December 5, 2015
MarkBernstein.org
 

Hypertext Nonfiction

I’m pulling together some notes about hypertext narrative for creative nonfiction – especially journalism and memoir. Who has taught this subject? What are the suggested readings? Kolb, Greco, Rod Coover, and Landow, of course. Who else?

A simple Google search doesn’t yield much, and a a lot of it points to the usual suspects. More suggestions? Don’t be shy. Email me.

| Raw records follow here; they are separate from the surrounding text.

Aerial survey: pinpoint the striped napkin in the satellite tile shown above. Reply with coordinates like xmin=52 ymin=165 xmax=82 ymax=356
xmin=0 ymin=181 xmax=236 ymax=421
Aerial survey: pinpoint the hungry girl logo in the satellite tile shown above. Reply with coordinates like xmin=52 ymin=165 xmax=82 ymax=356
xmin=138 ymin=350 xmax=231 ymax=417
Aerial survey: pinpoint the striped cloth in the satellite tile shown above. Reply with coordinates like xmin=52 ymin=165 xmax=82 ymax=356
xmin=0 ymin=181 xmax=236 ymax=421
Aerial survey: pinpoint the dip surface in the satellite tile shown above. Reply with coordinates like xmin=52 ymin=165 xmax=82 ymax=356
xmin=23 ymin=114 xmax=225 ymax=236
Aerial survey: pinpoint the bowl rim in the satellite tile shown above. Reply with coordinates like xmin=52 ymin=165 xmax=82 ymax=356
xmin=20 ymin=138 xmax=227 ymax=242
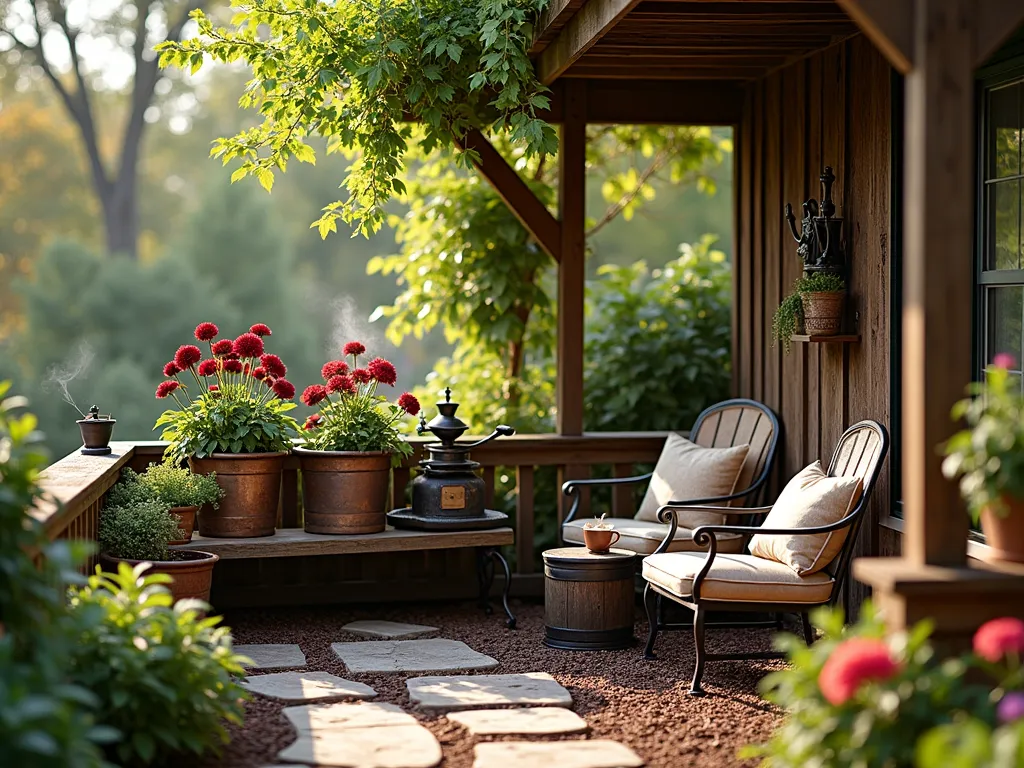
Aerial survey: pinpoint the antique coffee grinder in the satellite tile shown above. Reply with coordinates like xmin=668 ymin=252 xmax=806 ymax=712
xmin=387 ymin=389 xmax=515 ymax=530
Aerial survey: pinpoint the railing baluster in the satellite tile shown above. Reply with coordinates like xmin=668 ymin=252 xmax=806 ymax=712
xmin=515 ymin=467 xmax=536 ymax=573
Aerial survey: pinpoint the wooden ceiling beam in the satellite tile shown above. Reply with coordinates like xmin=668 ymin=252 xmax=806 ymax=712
xmin=538 ymin=0 xmax=639 ymax=85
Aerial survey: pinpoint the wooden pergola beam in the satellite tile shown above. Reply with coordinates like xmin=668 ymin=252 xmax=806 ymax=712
xmin=538 ymin=0 xmax=640 ymax=84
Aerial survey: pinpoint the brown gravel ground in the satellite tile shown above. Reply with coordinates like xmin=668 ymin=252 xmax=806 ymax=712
xmin=204 ymin=601 xmax=780 ymax=768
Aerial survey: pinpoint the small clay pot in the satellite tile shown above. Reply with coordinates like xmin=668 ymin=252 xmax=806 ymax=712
xmin=583 ymin=528 xmax=622 ymax=553
xmin=168 ymin=507 xmax=199 ymax=545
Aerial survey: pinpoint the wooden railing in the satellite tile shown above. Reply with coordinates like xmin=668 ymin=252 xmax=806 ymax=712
xmin=32 ymin=432 xmax=666 ymax=575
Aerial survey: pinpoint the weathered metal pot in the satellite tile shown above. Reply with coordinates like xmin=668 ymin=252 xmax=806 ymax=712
xmin=168 ymin=507 xmax=199 ymax=545
xmin=295 ymin=447 xmax=391 ymax=534
xmin=99 ymin=549 xmax=220 ymax=602
xmin=188 ymin=451 xmax=288 ymax=539
xmin=981 ymin=497 xmax=1024 ymax=563
xmin=800 ymin=291 xmax=846 ymax=336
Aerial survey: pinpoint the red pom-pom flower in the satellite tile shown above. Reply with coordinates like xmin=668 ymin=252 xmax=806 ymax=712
xmin=157 ymin=379 xmax=181 ymax=399
xmin=367 ymin=357 xmax=398 ymax=387
xmin=174 ymin=344 xmax=203 ymax=371
xmin=398 ymin=392 xmax=420 ymax=416
xmin=818 ymin=637 xmax=899 ymax=707
xmin=196 ymin=323 xmax=220 ymax=341
xmin=302 ymin=384 xmax=327 ymax=408
xmin=341 ymin=341 xmax=367 ymax=357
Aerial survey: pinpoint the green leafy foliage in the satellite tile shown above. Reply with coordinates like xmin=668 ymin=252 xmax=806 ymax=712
xmin=942 ymin=365 xmax=1024 ymax=521
xmin=108 ymin=462 xmax=224 ymax=509
xmin=585 ymin=236 xmax=732 ymax=431
xmin=71 ymin=561 xmax=246 ymax=765
xmin=158 ymin=0 xmax=557 ymax=237
xmin=98 ymin=500 xmax=184 ymax=561
xmin=0 ymin=382 xmax=109 ymax=768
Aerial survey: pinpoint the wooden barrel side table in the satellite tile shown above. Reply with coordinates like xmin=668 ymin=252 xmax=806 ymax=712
xmin=544 ymin=547 xmax=636 ymax=650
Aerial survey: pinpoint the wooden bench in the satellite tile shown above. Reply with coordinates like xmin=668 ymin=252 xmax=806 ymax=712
xmin=171 ymin=526 xmax=515 ymax=629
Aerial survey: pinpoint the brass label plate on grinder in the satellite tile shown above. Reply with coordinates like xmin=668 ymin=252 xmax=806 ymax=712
xmin=441 ymin=485 xmax=466 ymax=509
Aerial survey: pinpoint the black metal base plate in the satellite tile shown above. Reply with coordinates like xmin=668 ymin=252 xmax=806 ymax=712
xmin=387 ymin=507 xmax=509 ymax=530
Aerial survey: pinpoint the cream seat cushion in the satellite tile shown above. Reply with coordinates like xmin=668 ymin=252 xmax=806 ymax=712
xmin=636 ymin=432 xmax=751 ymax=528
xmin=562 ymin=517 xmax=743 ymax=555
xmin=643 ymin=552 xmax=834 ymax=604
xmin=751 ymin=462 xmax=862 ymax=575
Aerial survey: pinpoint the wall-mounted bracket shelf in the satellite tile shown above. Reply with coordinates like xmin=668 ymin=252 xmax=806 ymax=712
xmin=790 ymin=334 xmax=860 ymax=344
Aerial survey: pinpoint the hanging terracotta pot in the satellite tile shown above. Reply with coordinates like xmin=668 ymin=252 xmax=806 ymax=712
xmin=188 ymin=451 xmax=288 ymax=539
xmin=981 ymin=497 xmax=1024 ymax=563
xmin=800 ymin=291 xmax=846 ymax=336
xmin=295 ymin=447 xmax=391 ymax=534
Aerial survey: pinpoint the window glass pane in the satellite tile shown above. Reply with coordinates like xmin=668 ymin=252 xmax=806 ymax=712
xmin=988 ymin=83 xmax=1022 ymax=178
xmin=982 ymin=286 xmax=1024 ymax=376
xmin=986 ymin=179 xmax=1021 ymax=269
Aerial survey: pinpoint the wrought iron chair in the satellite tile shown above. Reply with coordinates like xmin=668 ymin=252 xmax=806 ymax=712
xmin=644 ymin=421 xmax=889 ymax=695
xmin=560 ymin=398 xmax=781 ymax=555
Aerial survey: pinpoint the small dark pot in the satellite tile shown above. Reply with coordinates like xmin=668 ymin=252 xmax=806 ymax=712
xmin=78 ymin=419 xmax=118 ymax=456
xmin=99 ymin=549 xmax=220 ymax=602
xmin=295 ymin=447 xmax=391 ymax=534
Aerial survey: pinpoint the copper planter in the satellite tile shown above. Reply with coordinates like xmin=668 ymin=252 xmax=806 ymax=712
xmin=99 ymin=549 xmax=220 ymax=602
xmin=295 ymin=449 xmax=391 ymax=534
xmin=188 ymin=451 xmax=287 ymax=539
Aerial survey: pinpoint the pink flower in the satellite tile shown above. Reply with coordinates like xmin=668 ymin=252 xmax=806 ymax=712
xmin=367 ymin=357 xmax=398 ymax=387
xmin=174 ymin=344 xmax=203 ymax=371
xmin=196 ymin=323 xmax=220 ymax=341
xmin=818 ymin=637 xmax=899 ymax=707
xmin=398 ymin=392 xmax=420 ymax=416
xmin=974 ymin=616 xmax=1024 ymax=664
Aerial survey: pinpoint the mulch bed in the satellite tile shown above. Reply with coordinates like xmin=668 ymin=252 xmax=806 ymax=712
xmin=206 ymin=601 xmax=780 ymax=768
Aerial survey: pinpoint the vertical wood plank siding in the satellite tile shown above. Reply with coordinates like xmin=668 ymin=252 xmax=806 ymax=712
xmin=734 ymin=36 xmax=891 ymax=604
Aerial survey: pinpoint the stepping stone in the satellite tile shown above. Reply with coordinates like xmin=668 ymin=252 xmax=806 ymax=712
xmin=242 ymin=672 xmax=377 ymax=701
xmin=278 ymin=703 xmax=441 ymax=768
xmin=234 ymin=643 xmax=306 ymax=670
xmin=473 ymin=739 xmax=643 ymax=768
xmin=341 ymin=621 xmax=437 ymax=640
xmin=406 ymin=672 xmax=572 ymax=712
xmin=331 ymin=638 xmax=498 ymax=672
xmin=447 ymin=707 xmax=589 ymax=736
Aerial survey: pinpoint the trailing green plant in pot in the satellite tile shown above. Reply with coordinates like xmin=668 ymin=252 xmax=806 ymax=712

Apropos the above, I read McPhee’s 1972 “The Search For Marvin Gardens,” which hangs a tour of then-decaying Atlantic City on the peg of a bunch of Monopoly games. It’s amazing how well this piece has aged; boom has come, bust has come, casinos came and went, and the 1% make Monopoly even more useful now than it was forty years back. I love the way that Jail becomes a pivot for the whole piece, and the way the writer’s voice asserts itself in both threads – the games (in which he’s a player)‚ and the tour of the crumbling city (in which he’s supposedly asking everyone – the man in the street, the hotel clerk, the cabbie – how to find Marvin Gardens. No one knows.


I came here in the first place to see what I’d written about John McPhee’s 2013 essay on Structure in nonfiction, which is obviously pertinent to Tinderbox and Storyspace. It turns out, as far as I can see, that I forgot to write anything about it. Go read it; it’s terrific.